Wrong! We take breathing for granted. We rarely give it a thought unless we get winded going up a flight of stairs or light headed from holding our breath accidentally during a scary movie. Breathing keeps us alive by bringing oxygen into our blood.
- High Blood Pressure
- Lack of Energy
- Sleep Issues
Most people reach the peak of their breathing capacity in their 20’s. Then between 10% and 27% of respiratory ability is lost every 10 years. If you aren’t doing something to create optimal breathing capacity, it will decline along with your general health. The good news is that it is possible for anyone to achieve better breathing. There is a way to consciously control breathing. Once someone begins to breathe properly they can reverse or improve many health conditions.
Breathing can be used to achieve a relaxed state of mind and reducing stress and anxiety levels. We can deliberately use our breathing to influence the sympathetic nervous system which controls many body functions including: blood pressure, heart rate, circulation and digestion. Proper breathing has measurable medical benefits. Practitioners of Yoga have known how important guided breathing is for centuries. In Yoga, the Prana (breath) is a universal energy that can be used to find a balance between the body and mind. Western cultures are now beginning to adopt proper breathing techniques.
Yoga is where I recently learned to breathe. I was like most people who hold in their stomachs when they inhale or push them out when they exhale. They do not use their diaphragm. They breathe using their upper chest, neck and shoulders. The best, most natural way to breathe is by using our abdomens instead of the upper chest. Animals and babies breathe with their bellies, which rise and fall with each breath. Somehow as adults we forget how to do this.
- Place one hand on your abdomen right beneath your rib cage and one on your chest.
- Inhale slowly and deeply through your nose, filling your abdomen, then your rib cage and your upper chest. Watch the hand on your abdomen rise each time you inhale. The hand on your chest should barely move.

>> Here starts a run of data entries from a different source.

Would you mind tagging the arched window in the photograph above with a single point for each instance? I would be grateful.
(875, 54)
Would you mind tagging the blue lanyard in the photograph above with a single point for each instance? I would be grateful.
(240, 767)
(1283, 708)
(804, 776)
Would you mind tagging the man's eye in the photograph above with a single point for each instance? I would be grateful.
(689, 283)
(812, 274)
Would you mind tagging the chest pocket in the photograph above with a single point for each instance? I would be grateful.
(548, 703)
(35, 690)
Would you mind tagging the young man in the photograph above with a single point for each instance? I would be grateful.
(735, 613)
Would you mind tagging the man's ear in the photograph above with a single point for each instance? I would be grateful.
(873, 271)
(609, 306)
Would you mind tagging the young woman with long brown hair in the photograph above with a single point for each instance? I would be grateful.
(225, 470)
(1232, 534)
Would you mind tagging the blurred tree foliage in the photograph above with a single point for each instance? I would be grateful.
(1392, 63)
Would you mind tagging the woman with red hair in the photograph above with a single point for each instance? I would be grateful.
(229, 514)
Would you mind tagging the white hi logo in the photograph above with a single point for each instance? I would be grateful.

- When you’ve inhaled fully, pause for a moment. Exhale slowly through your nose. Emptying your upper chest, through the ribcage and then slowly bring the abdomen in and the belly button to the spine. Release as much old air as possible. It should take you twice as long to exhale as it did to inhale.
- To relax fully, take and release 10 abdominal breaths. Keep your breathing smooth and even throughout. Let it ebb and flow to your own perfect rhythm.
There are many breathing exercises and techniques out there, not just in yoga. I suggest researching them and finding one or two that work for you in stressful situations or for relaxation. As with all things, practice makes perfect. As you continue to practice you will find yourself breathing properly without any thought. Or maybe in a stressful situation, but not feeling the pressure because you are automatically using a breathing technique.